His daughter tends to be sharp tongued and prone to anger/out bursts at frustrating events. A couple of examples of this are her outburst at her parents’ embarrassing dancing and when she got into a verbal fight with one of their friends. She was manipulative and attempted to prevent her parents from embarrassing her. She never was never officially disciplined.

Cam is nurturing by being cognizant of his daughter’s feelings and trying to maintain a positive environment, but has not shown strong discipline or expectations throughout the series. Often his daughter is doing what she wants to do without any real guidelines from Cam, but he has always shown her attention and tried to involve her in events. Throughout the series he is concerned about her well being, participates in her activities, and generally attempts to keep a happy relationship with his daughter.



Reflecting on the New York Longitudinal Study (1977) of behavioral traits of infants, how might the effectiveness of caregiving behaviors be different for children with each temperament (name and address 3 traits specifically)? How could that affect level of attachment between caregiver/parents and child?

The behavioral traits of caregivers and the temperament of the infant may not always match. The three different temperaments of infants are difficult babies, easy babies, and slow-to-warm-up babies (Broderick & Blewitt, 2015). Babies that are difficult tend to be more irritable, negative, and fearful; while easy babies are the opposite, they are less active, but more positive (Broderick & Blewitt, 2015). Slow-to-warm-up babies are similar to difficult babies, but are less intense (Broderick & Blewitt, 2015).

A caregiver that is attentive and sensitive to the babies needs will produce a child that is securely attached; however, caregivers that insensitive or neglectful will have children that develop attachment problems (Broderick & Blewitt, 2015). If a parent the parent is neglectful or abusive to the baby, regardless of temperament, there will be an increased chance of attachment disorders. Sensitive caregivers, even with difficult babies, will find that attachment will still develop at a healthy pace, even though it may be more difficult to soothe the infant. The difficult babies will be more taxing to the caregivers, mostly because it is more difficult to care for them, but with support and sensitivity, the caregiver can develop the attachment and produce a child that has better emotion regulation, which will make it easier for the caregiver as the child grows A caregiver that is attentive and sensitive to the babies needs will produce a child that is securely attached; however, caregivers that insensitive or neglectful will have children that develop attachment problems (Broderick & Blewitt, 2015).

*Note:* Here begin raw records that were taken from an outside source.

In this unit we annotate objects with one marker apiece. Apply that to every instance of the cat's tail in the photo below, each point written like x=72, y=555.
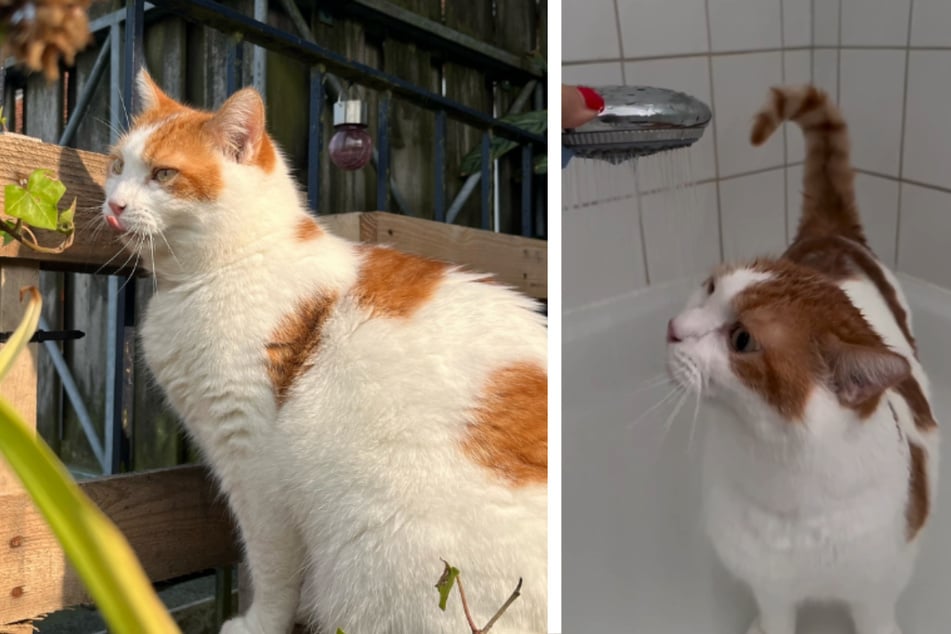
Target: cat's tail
x=828, y=197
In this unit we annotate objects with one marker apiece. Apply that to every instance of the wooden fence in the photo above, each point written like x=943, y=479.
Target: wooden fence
x=172, y=516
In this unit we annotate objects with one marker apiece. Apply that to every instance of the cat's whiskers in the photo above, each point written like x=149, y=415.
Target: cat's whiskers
x=677, y=389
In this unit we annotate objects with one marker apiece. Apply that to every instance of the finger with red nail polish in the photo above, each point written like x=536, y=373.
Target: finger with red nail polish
x=579, y=104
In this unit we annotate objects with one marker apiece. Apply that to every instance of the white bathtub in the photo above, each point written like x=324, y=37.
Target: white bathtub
x=635, y=557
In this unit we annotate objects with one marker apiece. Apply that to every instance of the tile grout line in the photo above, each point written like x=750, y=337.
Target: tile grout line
x=838, y=61
x=782, y=74
x=901, y=138
x=716, y=147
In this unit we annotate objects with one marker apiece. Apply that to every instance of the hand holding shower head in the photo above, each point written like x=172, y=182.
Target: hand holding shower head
x=638, y=121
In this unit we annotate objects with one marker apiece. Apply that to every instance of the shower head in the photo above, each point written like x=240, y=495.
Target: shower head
x=638, y=121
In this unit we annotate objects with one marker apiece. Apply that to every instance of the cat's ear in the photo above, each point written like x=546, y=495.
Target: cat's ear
x=859, y=373
x=150, y=95
x=238, y=126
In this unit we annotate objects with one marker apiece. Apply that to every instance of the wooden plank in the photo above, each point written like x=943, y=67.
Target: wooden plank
x=19, y=386
x=84, y=174
x=173, y=518
x=520, y=262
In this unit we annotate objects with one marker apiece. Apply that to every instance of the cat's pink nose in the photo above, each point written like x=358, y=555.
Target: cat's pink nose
x=671, y=334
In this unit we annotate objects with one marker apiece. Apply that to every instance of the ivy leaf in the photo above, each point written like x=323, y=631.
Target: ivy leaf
x=535, y=122
x=444, y=585
x=36, y=204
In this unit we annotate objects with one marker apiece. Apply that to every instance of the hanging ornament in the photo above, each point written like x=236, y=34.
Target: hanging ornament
x=351, y=145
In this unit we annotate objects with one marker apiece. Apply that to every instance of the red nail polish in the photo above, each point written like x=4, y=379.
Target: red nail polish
x=592, y=100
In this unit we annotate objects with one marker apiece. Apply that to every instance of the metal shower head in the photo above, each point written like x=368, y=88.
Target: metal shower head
x=638, y=121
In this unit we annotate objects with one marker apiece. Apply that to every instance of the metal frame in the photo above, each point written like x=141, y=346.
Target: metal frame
x=122, y=50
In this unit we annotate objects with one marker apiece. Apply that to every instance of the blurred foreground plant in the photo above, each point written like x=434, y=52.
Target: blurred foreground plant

Also babies can have several different traits. They can be fearful, irritable, and have positive affect to name a few (Broderick & Blewitt, 2015). Babies that tend to be fearful tend to cry more or pull away, babies that are irritable tend to be more fussy, while babies that are naturally positive tend to smile and laugh more (Broderick & Blewitt, 2015). Like with temperaments, the outcome of attachment is directly tied to the behaviors of the caregivers. The more difficult infants will be taxing, it will be harder to soothe them, but if the caregiver does not respond with sensitivity, the infant will be more likely to have developmental problems. This is similar for children that are more fussy, they will respond negatively to anything that they view as frustrating, which requires patience from the parents. Positive affect babies are the easiest.

Broderick, P. C., & Blewitt, P. (2015). The life span: Human development for helping professionals. Harlow: Pearson Education.